La Charte de Laval n'a pas d'équivalent ailleurs dans le monde municipal. En comparaison, la séparation des pouvoirs entre conseil municipal et comité exécutif, tant à Montréal qu'à Québec, villes elles aussi régies par une charte, est clairement établie.

« L'omniprésence » du comité exécutif avait été soulevée par l'équipe de tutelle mise en place à Laval par le gouvernement du Québec en 2013. Par la suite, une équipe de l'École nationale d'administration publique (ENAP) a accompagné la nouvelle administration municipale pour tenter de remettre le train sur les rails. Pour y parvenir, l'une des principales propositions était la refonte de la charte pour rééquilibrer les pouvoirs et assurer l'indépendance de la fonction publique. Les travaux ont été menés par le contentieux de Laval. Le projet est prêt, mais sa mise en oeuvre se bute aux priorités gouvernementales.

Deux demandes à Québec

C'est dans ce contexte que l'administration Demers a fait adopter une résolution par le conseil municipal, la semaine dernière. Il s'agit d'une demande au gouvernement pour apporter deux modifications à sa charte lors d'un projet de loi omnibus devant être adopté d'ici la fin de la présente session parlementaire.

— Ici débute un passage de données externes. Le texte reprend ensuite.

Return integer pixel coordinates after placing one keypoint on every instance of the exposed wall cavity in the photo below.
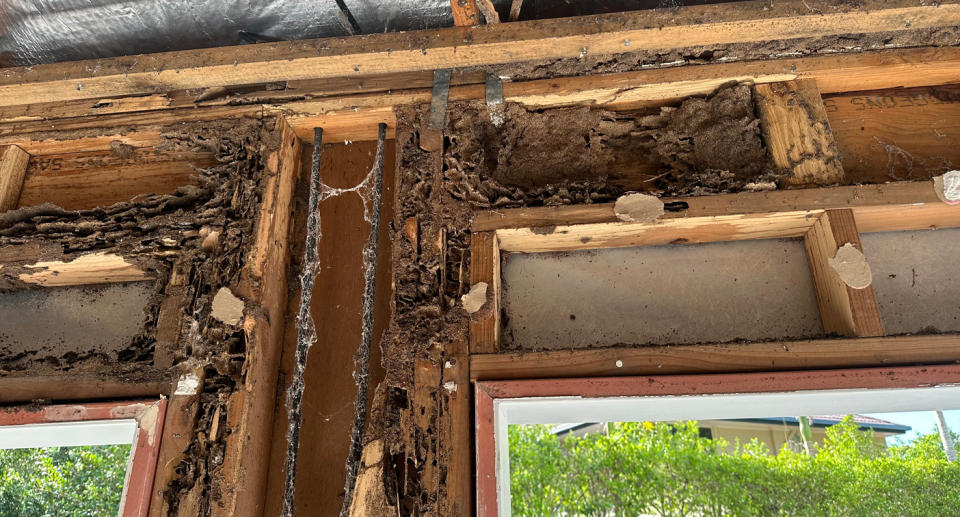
(915, 279)
(171, 237)
(68, 323)
(680, 294)
(535, 158)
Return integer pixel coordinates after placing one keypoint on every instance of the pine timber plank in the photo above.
(42, 144)
(354, 117)
(690, 230)
(17, 388)
(93, 268)
(485, 267)
(251, 409)
(456, 47)
(13, 168)
(843, 310)
(898, 134)
(719, 358)
(77, 181)
(797, 132)
(464, 13)
(872, 203)
(277, 93)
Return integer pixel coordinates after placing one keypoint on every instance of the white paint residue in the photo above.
(64, 413)
(948, 187)
(638, 208)
(128, 411)
(148, 422)
(373, 453)
(852, 267)
(189, 384)
(227, 307)
(476, 298)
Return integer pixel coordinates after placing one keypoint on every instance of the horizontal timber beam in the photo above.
(457, 47)
(16, 388)
(92, 268)
(355, 117)
(728, 358)
(873, 203)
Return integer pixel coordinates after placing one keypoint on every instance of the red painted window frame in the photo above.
(136, 502)
(486, 392)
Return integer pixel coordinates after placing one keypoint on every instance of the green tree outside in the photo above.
(666, 470)
(62, 481)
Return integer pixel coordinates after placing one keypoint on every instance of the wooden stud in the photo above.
(843, 310)
(485, 267)
(177, 434)
(797, 132)
(251, 409)
(456, 47)
(464, 13)
(718, 358)
(13, 169)
(459, 438)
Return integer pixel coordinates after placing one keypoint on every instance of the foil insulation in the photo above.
(48, 31)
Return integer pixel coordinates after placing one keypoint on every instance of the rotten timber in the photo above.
(456, 47)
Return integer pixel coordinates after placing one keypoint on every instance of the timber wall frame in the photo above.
(349, 85)
(250, 410)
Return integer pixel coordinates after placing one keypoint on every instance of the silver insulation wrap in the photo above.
(47, 31)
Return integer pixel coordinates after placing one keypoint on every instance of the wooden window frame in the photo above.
(488, 393)
(149, 414)
(826, 218)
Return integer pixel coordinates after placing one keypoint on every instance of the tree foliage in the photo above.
(669, 470)
(62, 481)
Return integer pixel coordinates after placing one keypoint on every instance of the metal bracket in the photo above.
(495, 99)
(438, 100)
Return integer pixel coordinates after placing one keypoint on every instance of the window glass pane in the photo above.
(63, 481)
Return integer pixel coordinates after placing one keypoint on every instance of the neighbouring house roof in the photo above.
(865, 423)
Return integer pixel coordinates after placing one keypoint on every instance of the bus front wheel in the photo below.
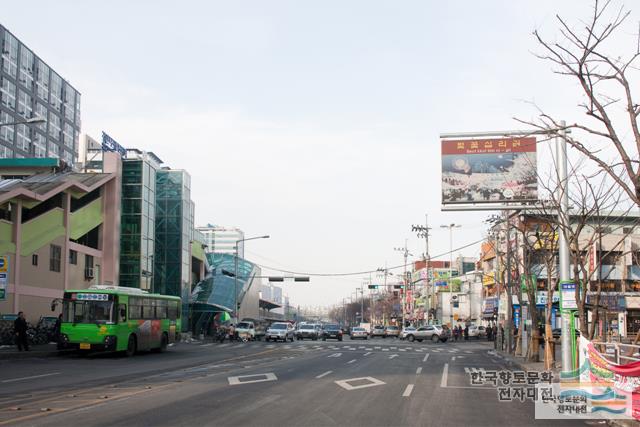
(131, 346)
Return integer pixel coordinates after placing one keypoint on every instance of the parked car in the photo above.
(280, 331)
(409, 331)
(391, 331)
(308, 331)
(246, 331)
(377, 331)
(358, 332)
(477, 332)
(332, 331)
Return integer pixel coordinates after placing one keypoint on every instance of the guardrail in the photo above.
(617, 352)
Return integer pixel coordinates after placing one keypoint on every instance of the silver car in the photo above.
(280, 331)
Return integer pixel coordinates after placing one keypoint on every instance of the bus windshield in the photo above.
(87, 311)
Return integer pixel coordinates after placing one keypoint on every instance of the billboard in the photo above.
(489, 170)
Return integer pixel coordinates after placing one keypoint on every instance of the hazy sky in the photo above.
(314, 122)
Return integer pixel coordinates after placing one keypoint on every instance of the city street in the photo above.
(373, 382)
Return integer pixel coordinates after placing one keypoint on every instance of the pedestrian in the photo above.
(56, 328)
(20, 329)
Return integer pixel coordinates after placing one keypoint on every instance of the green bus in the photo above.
(115, 318)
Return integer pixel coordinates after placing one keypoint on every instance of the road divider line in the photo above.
(324, 375)
(445, 374)
(407, 391)
(12, 380)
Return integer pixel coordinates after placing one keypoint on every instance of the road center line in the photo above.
(445, 374)
(324, 375)
(31, 377)
(407, 391)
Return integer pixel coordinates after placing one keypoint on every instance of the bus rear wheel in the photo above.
(131, 346)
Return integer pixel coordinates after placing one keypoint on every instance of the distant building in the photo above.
(30, 89)
(220, 239)
(59, 230)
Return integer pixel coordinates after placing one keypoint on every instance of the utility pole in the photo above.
(563, 247)
(423, 231)
(450, 227)
(406, 254)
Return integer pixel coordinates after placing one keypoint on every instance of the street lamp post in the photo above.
(235, 276)
(451, 227)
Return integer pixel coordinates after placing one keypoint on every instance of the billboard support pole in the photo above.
(563, 245)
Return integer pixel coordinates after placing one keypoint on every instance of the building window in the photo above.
(26, 68)
(88, 267)
(25, 104)
(54, 126)
(55, 255)
(23, 139)
(8, 93)
(42, 81)
(7, 133)
(10, 55)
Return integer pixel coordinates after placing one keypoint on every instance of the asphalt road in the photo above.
(311, 383)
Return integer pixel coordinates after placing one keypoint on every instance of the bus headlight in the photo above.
(110, 342)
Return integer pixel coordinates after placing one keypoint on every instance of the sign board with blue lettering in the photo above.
(110, 144)
(568, 296)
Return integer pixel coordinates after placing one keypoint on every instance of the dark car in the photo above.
(332, 331)
(308, 331)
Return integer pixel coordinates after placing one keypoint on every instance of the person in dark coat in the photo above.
(20, 329)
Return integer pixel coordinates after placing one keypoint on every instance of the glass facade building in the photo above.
(137, 248)
(173, 234)
(30, 88)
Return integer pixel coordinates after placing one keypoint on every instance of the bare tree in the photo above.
(605, 80)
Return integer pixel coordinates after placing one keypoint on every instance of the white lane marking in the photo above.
(12, 380)
(324, 375)
(407, 391)
(445, 374)
(261, 378)
(372, 382)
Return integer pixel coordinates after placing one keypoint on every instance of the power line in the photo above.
(363, 272)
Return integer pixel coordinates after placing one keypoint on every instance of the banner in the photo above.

Deux choses sont demandées au gouvernement : permettre au conseil municipal de déléguer des pouvoirs au comité exécutif par voie réglementaire et de le faire aux deux tiers des voix, plutôt qu'à la majorité simple ; déléguer des pouvoirs aux fonctionnaires, notamment pour le lancement d'appels d'offres et l'embauche de stagiaires.

« C'est en attendant la refonte de la charte qu'on espère l'automne prochain et qui va clarifier une fois pour toutes le cadre normatif et le partage des pouvoirs. » - Robert-Charles Longpré, du cabinet du maire de Laval

Les élus de l'opposition ont vivement réagi en dénonçant Marc Demers parce qu'ils croient que le contrôle que lui accorde la charte lui plaît et que les modifications demandées pourraient accentuer la situation. « J'étais au comité exécutif lorsque le projet de refonte a été présenté et la charte maintient les pouvoirs entre les mains de l'exécutif », estime le conseiller municipal David De Cotis. « L'administration Demers veut un chèque en blanc », ajoute-t-il.

M. De Cotis a fait parvenir une lettre à la ministre Laforest ainsi qu'à tous les députés mercredi. Il leur demande de ne pas avaliser les changements demandés pour éviter à Laval de revivre la « mésaventure » Vaillancourt.